Cobrança indevida e mau atendimento médico no Pronto Kids

Não respondida
Porto Alegre - RS
05/08/2026 às 21:20
ID: 255735085
Prezados,
Gostaria de registrar uma reclamação formal, em nome da minha irmã, acerca do atendimento prestado a ela e à minha sobrinha no Pronto Kids.
Esclareço que não estive presente no momento do atendimento. Contudo, estou formalizando esta reclamação com o pleno conhecimento e concordância da minha irmã, relatando os fatos exatamente como ocorreram.
O ocorrido deu-se na data de hoje, por volta das 15h.
Minha sobrinha foi levada à unidade em razão de um quadro de febre de aproximadamente 38C, necessitando de atendimento médico. Em um momento de preocupação e vulnerabilidade, esperávamos encontrar um atendimento humanizado, organizado e compatível com a qualidade que se espera da instituição, o que infelizmente não ocorreu.

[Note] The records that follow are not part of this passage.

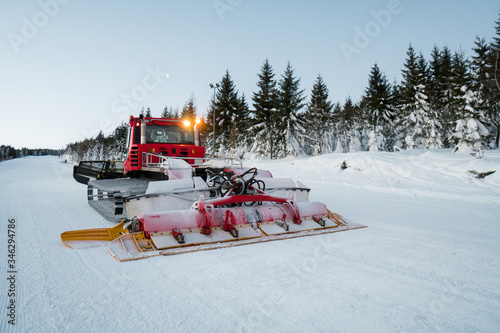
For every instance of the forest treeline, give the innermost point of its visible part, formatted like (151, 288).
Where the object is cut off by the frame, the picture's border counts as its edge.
(444, 100)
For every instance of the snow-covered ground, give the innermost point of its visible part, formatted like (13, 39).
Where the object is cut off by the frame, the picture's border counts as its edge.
(429, 260)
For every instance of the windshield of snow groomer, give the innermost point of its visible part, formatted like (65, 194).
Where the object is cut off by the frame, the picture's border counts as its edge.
(169, 134)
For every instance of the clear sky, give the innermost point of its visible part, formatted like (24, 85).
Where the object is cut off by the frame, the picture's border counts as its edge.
(70, 68)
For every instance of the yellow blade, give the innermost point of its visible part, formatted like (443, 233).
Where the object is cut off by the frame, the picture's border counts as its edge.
(92, 237)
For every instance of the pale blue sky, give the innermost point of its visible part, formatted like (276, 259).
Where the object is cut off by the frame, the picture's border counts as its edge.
(87, 65)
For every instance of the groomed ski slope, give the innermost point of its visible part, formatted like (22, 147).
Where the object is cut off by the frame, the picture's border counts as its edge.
(429, 260)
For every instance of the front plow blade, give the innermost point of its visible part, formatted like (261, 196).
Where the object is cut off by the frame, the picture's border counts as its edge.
(212, 224)
(79, 239)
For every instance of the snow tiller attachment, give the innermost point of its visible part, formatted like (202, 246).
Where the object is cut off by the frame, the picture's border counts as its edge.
(210, 224)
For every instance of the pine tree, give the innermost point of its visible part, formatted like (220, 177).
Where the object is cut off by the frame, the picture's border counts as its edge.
(229, 113)
(189, 110)
(291, 132)
(379, 109)
(378, 98)
(319, 116)
(265, 103)
(442, 100)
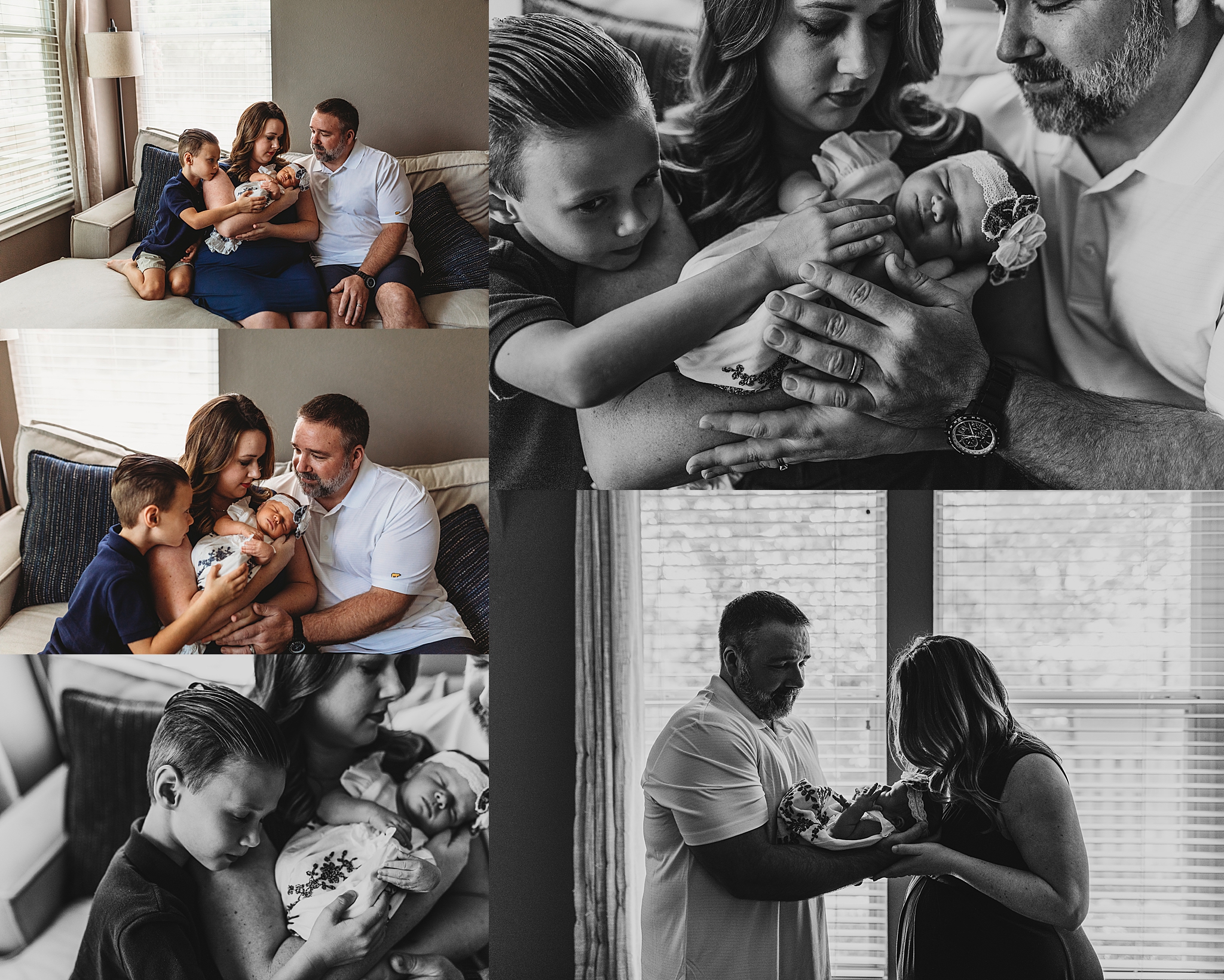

Inicialmente, minha irmã realizou todo o procedimento de entrada, passou pela recepção, pela triagem e, posteriormente, pela consulta médica. Em nenhum momento antes do atendimento foi realizada a conferência da situação do plano de saúde ou informado que existia qualquer impedimento relacionado à sua utilização.
Somente após a consulta, quando já estava deixando a unidade, foi surpreendida com a informação de que o plano não estaria ativo em razão de uma suposta carência e que seria necessário efetuar o pagamento de aproximadamente R$ 500,00 pelo atendimento.
Entendemos que a verificação da elegibilidade do plano deveria ter sido realizada antes da triagem e da consulta médica. Caso houvesse qualquer pendência, essa informação deveria ter sido comunicada previamente, evitando que uma mãe, acompanhada de uma criança doente, fosse surpreendida somente após já ter recebido atendimento.
Além disso, minha irmã passou por uma situação extremamente constrangedora na recepção. Ela não possuía aquele valor para pagamento imediato e precisou lidar com essa cobrança diante de outras pessoas que estavam no local, expondo sua situação financeira e causando evidente constrangimento.
Para agravar ainda mais a situação, a recepcionista informou que, caso minha irmã não efetuasse o pagamento, o valor seria descontado dela. Independentemente de essa informação corresponder ou não aos procedimentos internos da instituição, esse tipo de abordagem é totalmente inadequado e apenas aumentou a pressão e o constrangimento vivenciados naquele momento.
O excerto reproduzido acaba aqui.